The study focused on the role of metabolic reprogramming in rheumatoid arthritis (RA), specifically in how altered immune cell metabolism contributes to inflammation and tissue damage in the disease. It explored how metabolic pathways, such as glycolysis and lipid metabolism, influence the behavior of T cells, macrophages, and other immune cells in the rheumatoid joint. The research also delved into how mitochondrial dysfunction, oxidative stress, and the shift from oxidative phosphorylation (OxPhos) to glycolysis contribute to the pathophysiology of RA.
Who was studied?
The study primarily focused on rheumatoid arthritis (RA) patients, particularly their immune cells, such as CD4+ T cells, fibroblast-like synoviocytes (FLS), and macrophages. These immune cells were studied in the context of their altered metabolic functions and how these changes exacerbate the disease’s inflammatory process. The analysis involved understanding the metabolic alterations that occur within these cells, such as increased glycolysis, disrupted mitochondrial function, and changes in lipid metabolism, which contribute to RA’s chronic inflammation.
What were the most important findings?
The study found that RA immune cells exhibit significant metabolic reprogramming, which supports their activation and inflammatory behavior. Specifically, T cells in RA were shown to have altered glucose metabolism, primarily shunting glucose into the pentose phosphate pathway rather than being used for energy production via oxidative phosphorylation. This metabolic shift, along with mitochondrial dysfunction and oxidative stress, promotes tissue inflammation. Additionally, the study identified that synovial fibroblasts (FLS) rely on glutamine rather than glucose for their proliferation, suggesting that targeting glutamine metabolism could offer new therapeutic strategies for RA. The role of metabolic intermediates, such as lactate and succinate, was also highlighted as being critical for sustaining inflammation in the rheumatoid joint.
What are the greatest implications of this study?

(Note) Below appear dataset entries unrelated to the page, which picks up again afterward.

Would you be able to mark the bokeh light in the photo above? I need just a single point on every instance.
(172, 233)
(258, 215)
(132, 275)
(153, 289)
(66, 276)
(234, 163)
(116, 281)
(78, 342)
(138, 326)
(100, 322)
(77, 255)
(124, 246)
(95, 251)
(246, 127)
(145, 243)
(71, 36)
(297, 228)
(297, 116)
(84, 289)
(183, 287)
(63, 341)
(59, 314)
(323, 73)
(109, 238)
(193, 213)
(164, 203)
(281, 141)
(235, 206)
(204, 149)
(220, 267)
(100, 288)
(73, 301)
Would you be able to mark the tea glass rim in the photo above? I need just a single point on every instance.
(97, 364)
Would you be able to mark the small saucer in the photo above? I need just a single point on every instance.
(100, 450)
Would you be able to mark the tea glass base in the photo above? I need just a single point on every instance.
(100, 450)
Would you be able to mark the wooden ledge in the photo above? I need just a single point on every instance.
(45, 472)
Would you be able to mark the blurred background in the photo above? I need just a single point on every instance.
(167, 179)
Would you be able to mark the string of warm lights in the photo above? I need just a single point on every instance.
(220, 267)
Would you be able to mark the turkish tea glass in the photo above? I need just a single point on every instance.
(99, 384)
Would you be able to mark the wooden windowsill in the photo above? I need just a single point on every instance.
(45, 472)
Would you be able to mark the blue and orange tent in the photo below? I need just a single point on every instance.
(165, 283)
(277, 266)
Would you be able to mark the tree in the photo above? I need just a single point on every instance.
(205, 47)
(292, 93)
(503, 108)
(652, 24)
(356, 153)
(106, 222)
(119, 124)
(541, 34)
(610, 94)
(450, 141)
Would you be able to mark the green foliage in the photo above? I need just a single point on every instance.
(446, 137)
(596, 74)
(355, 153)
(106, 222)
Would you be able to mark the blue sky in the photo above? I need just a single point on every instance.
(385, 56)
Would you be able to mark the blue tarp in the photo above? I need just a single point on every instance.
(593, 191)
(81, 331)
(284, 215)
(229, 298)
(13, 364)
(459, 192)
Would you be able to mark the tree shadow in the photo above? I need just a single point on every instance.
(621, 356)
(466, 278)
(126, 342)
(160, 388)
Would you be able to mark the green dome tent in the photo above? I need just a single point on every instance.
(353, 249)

The greatest implication of this study is that metabolic reprogramming in immune cells can serve as both a biomarker and a therapeutic target for rheumatoid arthritis. By understanding how the metabolic shifts in RA cells contribute to chronic inflammation, new treatments could be developed to target these metabolic pathways. For example, manipulating the glucose and glutamine metabolism of immune cells could help to restore immune homeostasis and potentially prevent the tissue destruction associated with RA. This metabolic approach could lead to more effective treatments with fewer side effects than current therapies, which primarily focus on immune suppression.